With a pile of school work at hand and unstable weather in the long term, I opted for a Moab trip to warm the bones and find some good boulders. It had been a two year break since my last trip there, but had been in the back of my mind as a good place to return to for good boulders. In fact it is an area with immense potential for new boulders.
It has amazed me for years that the Moab area has not become a bouldering destination despite having possibly the most exposed sandstone in the country. Sure, the rock is not as featured as some other areas, but is that not part of the recipe for those amazing lines? A few holds on a superb rock is all that is needed to produce the good stuff. A boulder field of those unique lines makes for a great bouldering area. Some very good boulders are out there and some incredible lines! Likely comparable to some Red Rocks boulders that have put Nevada on the map.
Moab is surrounded by too many good boulder fields to count. Someone has obviously had the same idea, as this was the first trip in the Moab area where I've seen chalk on boulders away from the few small zones that have been known for a long time (Big Bend, Kane Creek, Indian Creek, etc...). I'm not saying I've discovered the boulders out there, but on several trips to several obvious boulder fields next to main roads I cleaned and climbed lines alone for several years. Now there is some chalk, not of mine that is out there! It's about time.
On this particular trip, my wife Marla and Amiee Dog came along. Mr. Vansickle arranged to meet us, despite his bum knee and looming surgery. He gimped, but was a good addition to the trip, his last for a couple months. The plan was to visit some known area, but my primary goal was to find a mother load of good rock. If not a mother load, an amazing problem or two. We spent the first evening in the canyon of the Colorado just up from Big Bend. We did a few new problems and looked at some of my old projects. It was a good reminder of the rock quality to come.
The second day, we drove through Moab and onto a long and poor dirt road (one I won't name just yet). The road is a designated Jeep trail and rated "More Difficult", one rating below the maximum, so was a long and bumpy ride. We camped in a pristine canyon surrounded by boulders and buttresses of beautiful cracks.

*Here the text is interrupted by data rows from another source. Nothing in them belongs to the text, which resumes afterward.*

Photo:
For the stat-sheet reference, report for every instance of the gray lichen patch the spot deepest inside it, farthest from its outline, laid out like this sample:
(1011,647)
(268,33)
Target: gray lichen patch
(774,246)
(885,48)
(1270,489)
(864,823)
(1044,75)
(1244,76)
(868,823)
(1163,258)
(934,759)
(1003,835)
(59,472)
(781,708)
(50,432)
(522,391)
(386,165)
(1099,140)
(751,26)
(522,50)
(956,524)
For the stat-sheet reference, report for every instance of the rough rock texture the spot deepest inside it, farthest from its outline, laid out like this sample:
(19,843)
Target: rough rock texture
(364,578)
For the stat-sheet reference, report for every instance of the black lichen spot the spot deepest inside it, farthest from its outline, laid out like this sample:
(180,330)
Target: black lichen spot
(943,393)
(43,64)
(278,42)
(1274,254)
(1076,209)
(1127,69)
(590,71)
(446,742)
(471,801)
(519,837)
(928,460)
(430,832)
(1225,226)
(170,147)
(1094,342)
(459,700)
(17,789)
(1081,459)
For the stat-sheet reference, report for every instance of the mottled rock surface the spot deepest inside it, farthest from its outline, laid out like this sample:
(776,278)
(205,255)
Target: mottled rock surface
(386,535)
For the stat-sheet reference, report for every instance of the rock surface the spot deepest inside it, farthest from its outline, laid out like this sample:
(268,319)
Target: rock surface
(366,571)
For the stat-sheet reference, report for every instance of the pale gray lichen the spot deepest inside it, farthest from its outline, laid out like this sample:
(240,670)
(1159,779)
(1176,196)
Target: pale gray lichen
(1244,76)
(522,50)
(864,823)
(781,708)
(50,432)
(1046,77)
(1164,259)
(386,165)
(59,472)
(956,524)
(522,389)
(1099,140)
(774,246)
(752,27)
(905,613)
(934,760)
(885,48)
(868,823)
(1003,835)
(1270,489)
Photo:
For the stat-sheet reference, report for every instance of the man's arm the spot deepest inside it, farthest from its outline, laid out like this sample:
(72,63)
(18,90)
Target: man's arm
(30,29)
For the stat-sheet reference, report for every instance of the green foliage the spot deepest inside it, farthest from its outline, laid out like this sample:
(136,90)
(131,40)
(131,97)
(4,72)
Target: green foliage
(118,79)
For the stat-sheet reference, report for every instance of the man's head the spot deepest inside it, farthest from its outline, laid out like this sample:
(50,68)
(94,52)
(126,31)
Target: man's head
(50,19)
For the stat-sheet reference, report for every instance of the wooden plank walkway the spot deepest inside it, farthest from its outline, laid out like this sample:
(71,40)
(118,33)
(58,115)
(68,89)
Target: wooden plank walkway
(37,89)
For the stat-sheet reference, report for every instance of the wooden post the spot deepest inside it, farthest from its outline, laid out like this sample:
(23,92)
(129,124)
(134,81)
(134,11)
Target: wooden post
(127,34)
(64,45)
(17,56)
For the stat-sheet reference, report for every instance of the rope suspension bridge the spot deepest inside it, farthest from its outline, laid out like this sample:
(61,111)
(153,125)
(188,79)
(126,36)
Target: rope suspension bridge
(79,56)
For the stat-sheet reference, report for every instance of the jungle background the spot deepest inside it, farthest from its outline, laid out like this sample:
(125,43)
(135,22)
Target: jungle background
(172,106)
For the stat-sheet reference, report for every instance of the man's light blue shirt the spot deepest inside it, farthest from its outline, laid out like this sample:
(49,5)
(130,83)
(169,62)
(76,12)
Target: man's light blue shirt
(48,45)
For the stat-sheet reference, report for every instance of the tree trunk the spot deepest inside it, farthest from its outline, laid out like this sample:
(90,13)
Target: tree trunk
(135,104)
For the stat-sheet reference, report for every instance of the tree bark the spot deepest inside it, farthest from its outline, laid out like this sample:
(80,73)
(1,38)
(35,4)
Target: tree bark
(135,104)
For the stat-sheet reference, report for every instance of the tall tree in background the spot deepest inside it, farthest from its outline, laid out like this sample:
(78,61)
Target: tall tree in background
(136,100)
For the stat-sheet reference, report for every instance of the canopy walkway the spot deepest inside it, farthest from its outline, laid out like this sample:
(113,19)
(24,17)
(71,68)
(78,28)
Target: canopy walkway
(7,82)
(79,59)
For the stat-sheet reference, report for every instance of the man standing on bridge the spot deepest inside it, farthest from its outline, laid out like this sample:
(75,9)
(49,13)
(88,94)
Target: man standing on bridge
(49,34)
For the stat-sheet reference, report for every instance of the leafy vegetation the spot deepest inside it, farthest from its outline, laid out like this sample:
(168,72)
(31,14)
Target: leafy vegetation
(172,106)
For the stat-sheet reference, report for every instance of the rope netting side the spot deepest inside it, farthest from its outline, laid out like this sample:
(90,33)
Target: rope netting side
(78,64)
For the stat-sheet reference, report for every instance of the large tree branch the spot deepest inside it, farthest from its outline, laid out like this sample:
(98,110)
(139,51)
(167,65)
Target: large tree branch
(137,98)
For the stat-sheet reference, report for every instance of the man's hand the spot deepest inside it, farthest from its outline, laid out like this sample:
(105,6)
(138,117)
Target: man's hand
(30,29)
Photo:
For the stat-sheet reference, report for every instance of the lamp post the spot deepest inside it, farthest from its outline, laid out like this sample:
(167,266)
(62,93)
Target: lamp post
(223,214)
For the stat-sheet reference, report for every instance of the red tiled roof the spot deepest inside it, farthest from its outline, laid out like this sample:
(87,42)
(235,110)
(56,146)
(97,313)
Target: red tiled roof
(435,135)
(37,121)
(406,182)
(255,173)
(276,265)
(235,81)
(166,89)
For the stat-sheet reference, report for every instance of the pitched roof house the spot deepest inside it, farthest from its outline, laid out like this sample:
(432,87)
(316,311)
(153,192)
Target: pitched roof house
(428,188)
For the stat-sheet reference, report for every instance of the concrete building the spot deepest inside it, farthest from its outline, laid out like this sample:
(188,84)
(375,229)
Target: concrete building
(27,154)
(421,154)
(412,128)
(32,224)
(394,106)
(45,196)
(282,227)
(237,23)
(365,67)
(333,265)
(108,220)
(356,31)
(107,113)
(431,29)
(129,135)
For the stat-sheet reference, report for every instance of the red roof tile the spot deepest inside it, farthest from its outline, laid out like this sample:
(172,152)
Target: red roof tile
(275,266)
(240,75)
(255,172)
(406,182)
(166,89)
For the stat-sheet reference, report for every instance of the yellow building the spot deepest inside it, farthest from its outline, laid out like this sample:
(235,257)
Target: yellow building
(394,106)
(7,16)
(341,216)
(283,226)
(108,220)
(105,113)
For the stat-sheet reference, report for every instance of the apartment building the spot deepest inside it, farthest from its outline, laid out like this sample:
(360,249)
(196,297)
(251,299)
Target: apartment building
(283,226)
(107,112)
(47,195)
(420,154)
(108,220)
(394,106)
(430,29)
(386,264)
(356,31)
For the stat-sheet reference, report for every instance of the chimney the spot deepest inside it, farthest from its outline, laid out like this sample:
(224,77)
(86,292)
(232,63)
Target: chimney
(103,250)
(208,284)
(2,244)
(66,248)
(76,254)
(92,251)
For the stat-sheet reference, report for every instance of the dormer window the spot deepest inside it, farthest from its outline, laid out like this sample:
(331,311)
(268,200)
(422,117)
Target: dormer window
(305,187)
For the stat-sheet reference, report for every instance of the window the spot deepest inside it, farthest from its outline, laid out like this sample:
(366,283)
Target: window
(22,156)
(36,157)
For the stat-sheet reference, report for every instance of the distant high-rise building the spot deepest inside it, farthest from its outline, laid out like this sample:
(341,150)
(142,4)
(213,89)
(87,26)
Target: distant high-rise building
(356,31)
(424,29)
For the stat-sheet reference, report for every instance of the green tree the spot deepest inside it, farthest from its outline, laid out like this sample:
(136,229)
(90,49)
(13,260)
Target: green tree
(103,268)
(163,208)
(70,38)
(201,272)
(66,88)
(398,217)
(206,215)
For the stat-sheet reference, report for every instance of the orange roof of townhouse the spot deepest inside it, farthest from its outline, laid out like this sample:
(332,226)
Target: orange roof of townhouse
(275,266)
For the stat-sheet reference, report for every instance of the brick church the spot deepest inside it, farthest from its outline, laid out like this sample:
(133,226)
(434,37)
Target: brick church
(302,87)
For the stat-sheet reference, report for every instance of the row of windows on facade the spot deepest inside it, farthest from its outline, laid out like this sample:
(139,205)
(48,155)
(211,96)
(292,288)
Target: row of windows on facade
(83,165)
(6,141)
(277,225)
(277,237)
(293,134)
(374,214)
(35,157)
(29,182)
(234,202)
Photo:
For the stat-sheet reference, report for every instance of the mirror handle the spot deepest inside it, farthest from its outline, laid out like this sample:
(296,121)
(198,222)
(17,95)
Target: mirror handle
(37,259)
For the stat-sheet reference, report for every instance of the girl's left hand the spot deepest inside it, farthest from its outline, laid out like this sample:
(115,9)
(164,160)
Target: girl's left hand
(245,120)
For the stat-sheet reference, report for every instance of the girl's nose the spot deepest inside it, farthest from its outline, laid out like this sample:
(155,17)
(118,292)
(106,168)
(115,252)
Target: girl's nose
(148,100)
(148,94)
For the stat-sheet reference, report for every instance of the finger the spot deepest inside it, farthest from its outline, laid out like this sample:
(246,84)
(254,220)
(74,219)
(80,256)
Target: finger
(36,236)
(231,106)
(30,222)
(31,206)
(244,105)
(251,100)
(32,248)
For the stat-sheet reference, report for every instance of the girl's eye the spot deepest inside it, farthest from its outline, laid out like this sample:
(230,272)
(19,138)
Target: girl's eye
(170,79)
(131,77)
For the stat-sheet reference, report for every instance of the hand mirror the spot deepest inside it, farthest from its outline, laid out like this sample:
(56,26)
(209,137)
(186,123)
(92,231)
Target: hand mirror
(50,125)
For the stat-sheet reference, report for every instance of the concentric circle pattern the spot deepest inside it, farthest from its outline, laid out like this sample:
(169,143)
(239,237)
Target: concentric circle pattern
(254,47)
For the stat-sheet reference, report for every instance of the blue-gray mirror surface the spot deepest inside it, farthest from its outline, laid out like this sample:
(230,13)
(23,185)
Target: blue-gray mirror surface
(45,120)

Walking a side canyon, we found a large area of good rock, wasting most of the day running from boulder to boulder. An evening of bouldering ensued but was low energy, maybe because of the sun and dry sand. The rock was great!
The side canyon of immense possibility
Maybe the best slab in Utah!
Perfect rock! Absolutely amazing rock!
We left the next day because of the threat of rain and the impossibility of driving the trail if wet. We headed over to Kane Creek after driving around Moab in indecision of where to go next. A few nice boulders are along the road there and the camping is free. We added two new lines and tried a few put up by others, all on great rock.
Boulders along Kane Creek Road

Bryan cleaning his amazing new line at Kane Creek.
Day three, because of strong wind, we returned to the canyon along the Colorado and went to boulders above Big Bend Boulders and above the group site across the road from Big Bend Campground. We walked up the hill and found chalk that was not there on previous trips. We walked a bit higher and found untouched boulders to try. Untouched, because we had to clean the lines of loose rock and fix landings on the steep hill side. Bryan picked a compression prow that was very hard, and that was the end of our trip. We were tired and had the long drive home. We were satisfied though, with the rock quality and absolute volume of possible problems.
The hard, but beautiful compression line above Big Bend
I came away from the trip excited to return to Moab and excited to see what happens there in the next few seasons. Obviously people are finally chalking new problems out there at a faster rate, and it's about time. It is an area of huge potential and big lines. It is an area that can hold the masses of boulderers in our growing sport. And it is an area that has great weather when weather doesn't hold elsewhere. I plan to return as much as possible and contribute to the expanse of boulders there.